The center, which was established in 1949 as a livestock farm for teaching undergraduate students, is located in Ibaraki prefecture, 90 km north from the main campus. Two professors (veterinary experimental animal and animal life science), 1 assistant professor (veterinary physiology), 9 technical assistants including a veterinarian, 2 management staffs and 2 part-time assistants support the teaching and research for veterinary medicine, animal life science and animal biotechnology. Eight graduate school students, who belong the research unit of animal life sciences, investigate the frontline subjects of animal biotechnology.

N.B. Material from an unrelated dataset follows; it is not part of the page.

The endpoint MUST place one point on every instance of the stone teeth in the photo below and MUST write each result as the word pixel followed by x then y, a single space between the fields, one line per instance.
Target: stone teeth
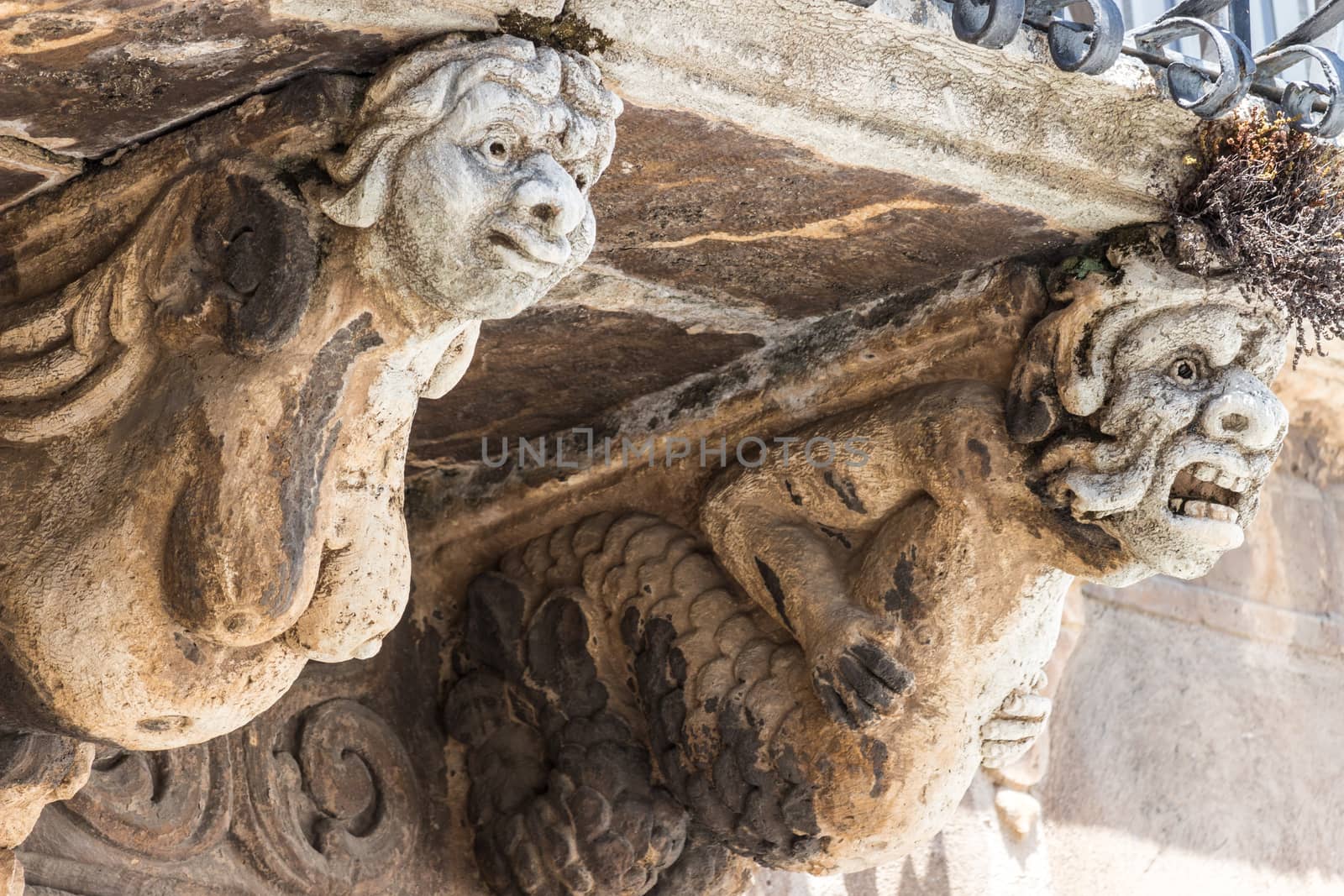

Six practices, 4 seminars and 5 lectures for undergraduate students and 2 practice, 2 seminars and 7 lectures for graduate students are performed as educational facility in the center. Many practical seminars on animal life sciences were offered for pupils of kindergartens, elementary schools and junior high schools, and for citizen, and the center acts as social education center for assess the feed and food safety.

Twenty horses including Criollo breed horses, which are gifts from La Plata University, Argentina, and helpful for animal therapy, 30 daily cows and 5 beef cattle, 20 miniature pigs, and 250 Shiba breed goats, which are bred in the center and useful as experimental animal for ruminants. Many of these farm animals were provided to many research institutes as experimental animals for veterinary medical, animal science and medical fields.

Recent research subjects in the research unit of the center are as follows:

(1) Fundamental physiology of mammalian embryos and reproductive organs. Molecular studies on the mechanism of programmed cell death, apoptosis, in mammalian ovaries, follicular granulosa cells, oocytes and luteal cells (detection of novel cell-death receptor and its decoy receptor, elucidation of intracellular apoptosis signal transducing pathway, detection of intracellular inhibitory factors of apoptosis etc.).

(2) New-creation of artificial manipulation methods to rescue the potential oocytes in mammalian ovaries by in vivo gene-transfection and RNA silencing techniques.

(3) Development of accurate control techniques of estrous cycle to improve the artificial insemination in farm animals.

(4) Safety and risk assessment of feeds and animal-derived foods, and safety assessment of environmental pollutants on embryonic development in mammals.

(5) Studies on nutritional effects of amino acids on infantile growth and prevention of mastitis gastric ulcer in farm animals.

(6) Cellular and molecular studies on the extracellular matrix metabolisms and pathogenesis of fibrotic diseases, renal glomerulofibrosis and hepatic fibrosis in experimental farm animals.